February 3, 2000

T.C. Police conduct annual citizens academy

27 local residents get inside look at Traverse City Police Department

By Carol South
Herald contributing writer
      The Traverse City Police Department is conducting its third Citizens' Law Enforcement Academy this winter, giving 27 local residents a taste of the nuts and bolts of police work.
      Held on Tuesday evenings from January 11 until March 28, class members have already learned about the structure of the city police department, the basics of community policing and taken a tour of central dispatch.
      Getting an inside peak at the workings of the police department is both satisfying as well as educational for participants.

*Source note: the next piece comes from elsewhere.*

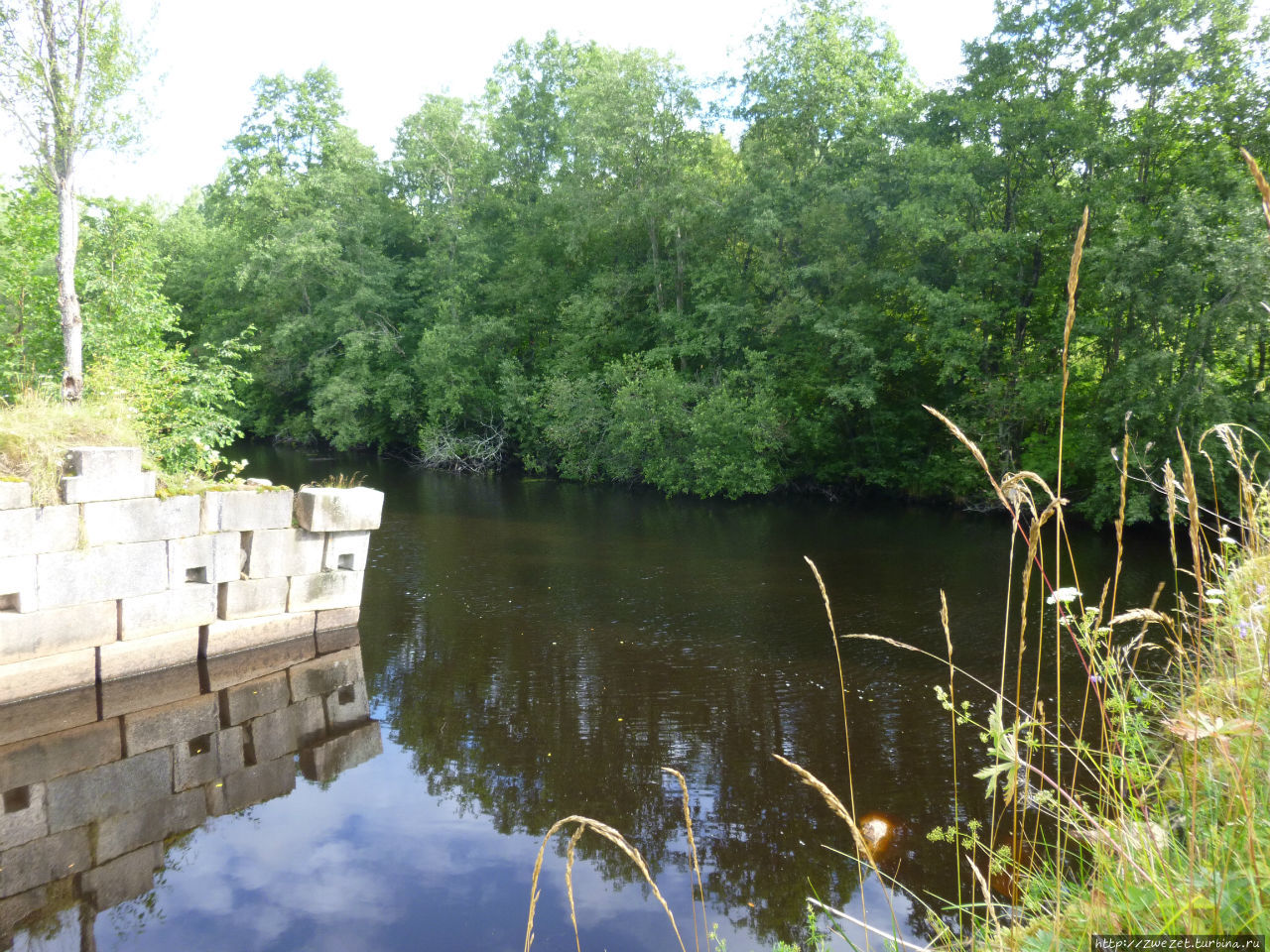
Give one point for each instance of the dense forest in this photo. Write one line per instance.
(604, 271)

      "I like knowing how things work," said Mary Pollock, a city resident who came on the recommendation of her sector patrol officer, Bob Sadler, who is stationed in the Old Towne neighborhood. "It was really fascinating to see how things work when a 911 call comes in."
      Future topics at the academy will include narcotics and investigations, the K9 team, domestic violence, the DARE program, a jail tour and crime scene procedures. The last class, an all-day session on a Saturday, will cover firearms training and police driving. Each student will have a chance to drive a police car and fire a gun.

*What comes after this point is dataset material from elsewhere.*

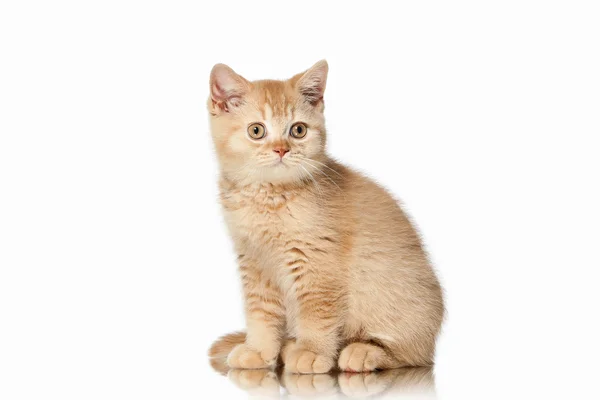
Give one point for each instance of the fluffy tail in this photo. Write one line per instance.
(223, 346)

      But what may have been most surprising to academy participants is how the face of police work is dramatically changing. No longer just going on call after call, police in Traverse City are taking a community policing approach. This means they are working with coordinated citizen efforts to find ways to prevent crime, not just solve it after it occurs.
      The "Citizen's Law Enforcement Academy" is part of this effort. When this third class graduates from the academy in April, more than 70 local residents will have completed the program. They will be taking this information back to their neighborhoods and schools sharing it with others to create community solutions to problems, Chief Soffredine said.
      "Seventy-eight percent of what we do is service oriented work, not law enforcement oriented," said Chief Soffredine, who noted that the seven sector patrol officers and organized neighborhoods associations are key factors in community policing.
      "When you get right down to it, we all want the same thing: a better community. Our expectation of this academy is to tell them what their dollars do and enlist them as advocates in community problem solving."
      The participants came from neighborhoods around the city, including Slabtown, Kid's Creek, Old Towne, Oak Park and Traverse Heights. Some residents from neighboring townships also enrolled, and will take community policing ideas back to their subdivisions.
      Demonstrating a community policing success story, three residents of Traverse Heights neighborhood came to the academy at the encouragement of their sector patrol officer, Marjorie Marshall. The neighborhood association formed just last year, with the encouragement of Chief Ralph Soffredine, and has since organized a job fair and spearheaded the addition of new stop signs near the Traverse Heights Elementary School.
      Putting three resident though the academy will strengthen their community and help members head off problems before they happen.
      "One of the things we've noticed since Marjie has been around is that people get to know each other," said Suzette Hayes, president of the Traverse Heights neighborhood association.
      "We don't say anymore, 'There goes a police car.' Now it is, 'There goes Marjie.' For us, community involvement is the key to everything and we want to bring this information back to our neighborhood, tell them that community policing is happening."
      Officer Marshall is a strong proponent of community policing and helped present the concept to students at last Tuesday's class. A member of the Traverse City force for nearly a year, she draws on more than eight years of policing experience in San Diego. There, the police department began restructuring to emphasize community policing, looking for the causes of problems and bringing in members of the community to assist with the process.
      "If you do community policing right, the number of calls go down," Officer Marshall said. "You cannot have community policing without the traditional police work and vice versa. Community safety and security falls on all of us."